Pagina:Alberti, Leon Battista – Opere volgari, Vol. II, 1966 – BEIC 9707880.djvu/448

Da Wikisource.
442 nota sul testo


Per la grafia ci siamo attenuti in linea di massima alle norme già esposte nel vol. I. Va notato però quanto segue:

a) Il cod. ha costantemente la forma con m semplice nella desinenza della 1a pers. plur. del passato remoto e del condizionale.

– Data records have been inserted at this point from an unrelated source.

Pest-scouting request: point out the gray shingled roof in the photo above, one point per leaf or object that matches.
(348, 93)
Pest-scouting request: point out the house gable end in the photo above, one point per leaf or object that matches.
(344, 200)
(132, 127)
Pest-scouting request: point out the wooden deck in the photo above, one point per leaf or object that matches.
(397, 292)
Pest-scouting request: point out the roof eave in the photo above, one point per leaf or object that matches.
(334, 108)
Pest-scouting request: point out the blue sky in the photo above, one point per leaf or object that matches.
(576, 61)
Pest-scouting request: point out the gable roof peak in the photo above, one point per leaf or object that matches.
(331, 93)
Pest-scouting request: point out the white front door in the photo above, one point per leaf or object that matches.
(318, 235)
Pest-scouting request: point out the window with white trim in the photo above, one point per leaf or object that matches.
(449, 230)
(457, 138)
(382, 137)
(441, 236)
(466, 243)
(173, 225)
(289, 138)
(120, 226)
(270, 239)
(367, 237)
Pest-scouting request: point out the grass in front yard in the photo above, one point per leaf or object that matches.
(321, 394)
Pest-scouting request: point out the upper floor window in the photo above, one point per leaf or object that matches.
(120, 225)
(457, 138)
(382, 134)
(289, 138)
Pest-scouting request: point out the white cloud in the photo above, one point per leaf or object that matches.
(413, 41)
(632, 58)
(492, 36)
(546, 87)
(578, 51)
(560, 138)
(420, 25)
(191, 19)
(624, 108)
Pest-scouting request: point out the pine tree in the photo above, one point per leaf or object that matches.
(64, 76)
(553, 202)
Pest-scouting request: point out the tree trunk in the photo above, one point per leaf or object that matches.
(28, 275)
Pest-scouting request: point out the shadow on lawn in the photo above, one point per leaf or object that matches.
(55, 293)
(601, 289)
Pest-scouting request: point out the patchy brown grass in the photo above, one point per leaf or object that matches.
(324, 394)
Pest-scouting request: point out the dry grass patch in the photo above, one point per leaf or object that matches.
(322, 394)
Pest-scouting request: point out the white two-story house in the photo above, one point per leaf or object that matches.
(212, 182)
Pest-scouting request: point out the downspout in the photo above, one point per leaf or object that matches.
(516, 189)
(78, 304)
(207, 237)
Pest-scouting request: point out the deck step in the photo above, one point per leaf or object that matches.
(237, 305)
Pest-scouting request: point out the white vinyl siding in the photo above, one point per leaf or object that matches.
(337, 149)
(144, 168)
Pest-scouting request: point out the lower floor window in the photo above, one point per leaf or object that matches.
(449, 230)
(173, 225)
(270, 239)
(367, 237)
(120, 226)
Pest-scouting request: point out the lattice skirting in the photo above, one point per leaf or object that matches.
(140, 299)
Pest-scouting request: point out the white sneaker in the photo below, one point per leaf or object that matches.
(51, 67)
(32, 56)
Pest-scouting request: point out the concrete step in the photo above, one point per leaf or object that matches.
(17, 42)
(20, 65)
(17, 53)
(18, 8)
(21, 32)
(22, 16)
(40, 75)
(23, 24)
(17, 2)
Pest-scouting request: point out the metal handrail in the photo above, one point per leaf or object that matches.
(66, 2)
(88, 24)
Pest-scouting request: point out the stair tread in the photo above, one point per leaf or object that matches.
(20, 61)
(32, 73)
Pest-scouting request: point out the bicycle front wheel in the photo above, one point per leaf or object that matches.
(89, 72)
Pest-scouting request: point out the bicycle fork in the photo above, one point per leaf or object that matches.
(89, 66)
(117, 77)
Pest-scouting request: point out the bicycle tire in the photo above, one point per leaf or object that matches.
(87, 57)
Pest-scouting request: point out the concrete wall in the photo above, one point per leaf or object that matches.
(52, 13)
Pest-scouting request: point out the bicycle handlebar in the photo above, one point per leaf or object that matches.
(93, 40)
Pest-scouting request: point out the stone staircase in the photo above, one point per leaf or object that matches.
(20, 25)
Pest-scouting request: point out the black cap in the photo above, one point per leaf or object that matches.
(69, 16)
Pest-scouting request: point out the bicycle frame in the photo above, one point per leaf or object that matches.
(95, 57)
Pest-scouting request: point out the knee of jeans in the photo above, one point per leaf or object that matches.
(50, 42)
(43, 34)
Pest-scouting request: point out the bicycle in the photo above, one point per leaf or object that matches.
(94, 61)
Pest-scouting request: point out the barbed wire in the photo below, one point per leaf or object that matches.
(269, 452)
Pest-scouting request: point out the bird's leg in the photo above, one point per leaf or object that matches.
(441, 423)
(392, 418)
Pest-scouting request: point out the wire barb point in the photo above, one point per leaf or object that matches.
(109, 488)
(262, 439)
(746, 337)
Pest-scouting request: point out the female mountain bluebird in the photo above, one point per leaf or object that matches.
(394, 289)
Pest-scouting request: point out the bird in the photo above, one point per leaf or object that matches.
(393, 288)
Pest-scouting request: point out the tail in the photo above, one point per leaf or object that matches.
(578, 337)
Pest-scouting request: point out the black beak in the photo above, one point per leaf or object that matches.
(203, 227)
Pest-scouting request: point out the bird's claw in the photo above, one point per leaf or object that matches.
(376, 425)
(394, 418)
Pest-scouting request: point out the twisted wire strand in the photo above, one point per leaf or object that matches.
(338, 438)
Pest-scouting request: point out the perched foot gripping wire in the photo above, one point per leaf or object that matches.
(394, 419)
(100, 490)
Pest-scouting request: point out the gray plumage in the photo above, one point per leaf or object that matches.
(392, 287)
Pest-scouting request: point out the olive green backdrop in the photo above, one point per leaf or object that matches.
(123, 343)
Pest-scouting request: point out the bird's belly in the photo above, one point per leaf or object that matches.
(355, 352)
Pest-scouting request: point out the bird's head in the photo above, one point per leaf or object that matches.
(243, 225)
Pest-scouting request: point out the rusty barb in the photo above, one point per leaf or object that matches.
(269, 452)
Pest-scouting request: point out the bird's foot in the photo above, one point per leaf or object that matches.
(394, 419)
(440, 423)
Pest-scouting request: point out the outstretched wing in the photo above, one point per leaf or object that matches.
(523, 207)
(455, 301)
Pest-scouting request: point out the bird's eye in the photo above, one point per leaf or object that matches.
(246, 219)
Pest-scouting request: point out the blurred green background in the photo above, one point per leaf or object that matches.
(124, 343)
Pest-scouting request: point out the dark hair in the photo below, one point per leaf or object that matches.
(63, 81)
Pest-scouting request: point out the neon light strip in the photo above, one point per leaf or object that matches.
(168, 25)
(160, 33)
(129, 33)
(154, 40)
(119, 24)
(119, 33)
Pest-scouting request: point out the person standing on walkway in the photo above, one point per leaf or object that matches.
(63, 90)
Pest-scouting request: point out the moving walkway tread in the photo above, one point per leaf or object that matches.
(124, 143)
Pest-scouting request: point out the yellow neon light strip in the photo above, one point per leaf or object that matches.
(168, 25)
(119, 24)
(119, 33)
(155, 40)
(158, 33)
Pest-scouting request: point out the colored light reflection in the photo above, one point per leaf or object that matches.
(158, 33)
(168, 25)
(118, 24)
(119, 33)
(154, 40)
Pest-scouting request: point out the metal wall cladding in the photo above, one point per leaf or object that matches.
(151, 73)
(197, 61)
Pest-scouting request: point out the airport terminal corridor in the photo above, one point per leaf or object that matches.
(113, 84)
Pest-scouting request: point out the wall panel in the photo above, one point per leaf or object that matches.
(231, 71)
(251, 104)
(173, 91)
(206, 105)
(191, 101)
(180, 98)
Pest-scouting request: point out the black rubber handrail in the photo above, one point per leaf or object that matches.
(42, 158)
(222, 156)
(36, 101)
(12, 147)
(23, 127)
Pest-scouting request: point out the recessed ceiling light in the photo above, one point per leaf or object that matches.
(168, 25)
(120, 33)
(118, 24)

Noi abbiamo raddoppiato in ogni caso.

b) Oltre ad introdurre il raddoppiamento dell’articolo dopo le preposizioni a, da, di, su (nel cod. generalmente non raddoppiato), abbiamo livellato l palatale (gli) nell’articolo plurale davanti a parola cominciante con vocale o con s + consonante.

c) Mentre rendiamo normalmente con -ss- le varie x intervocaliche delle grafie latineggianti (vere o false: dixi, peximo), sostituiamo -s- in certe forme abusive (excluxo, propoxito). A scopo di uniformità mettiamo la doppia s in alcuni casi eccezionali nel codice (e finora non convalidati dall’uso albertiano) di -s- per -x- eseguire, esemplo, ecc.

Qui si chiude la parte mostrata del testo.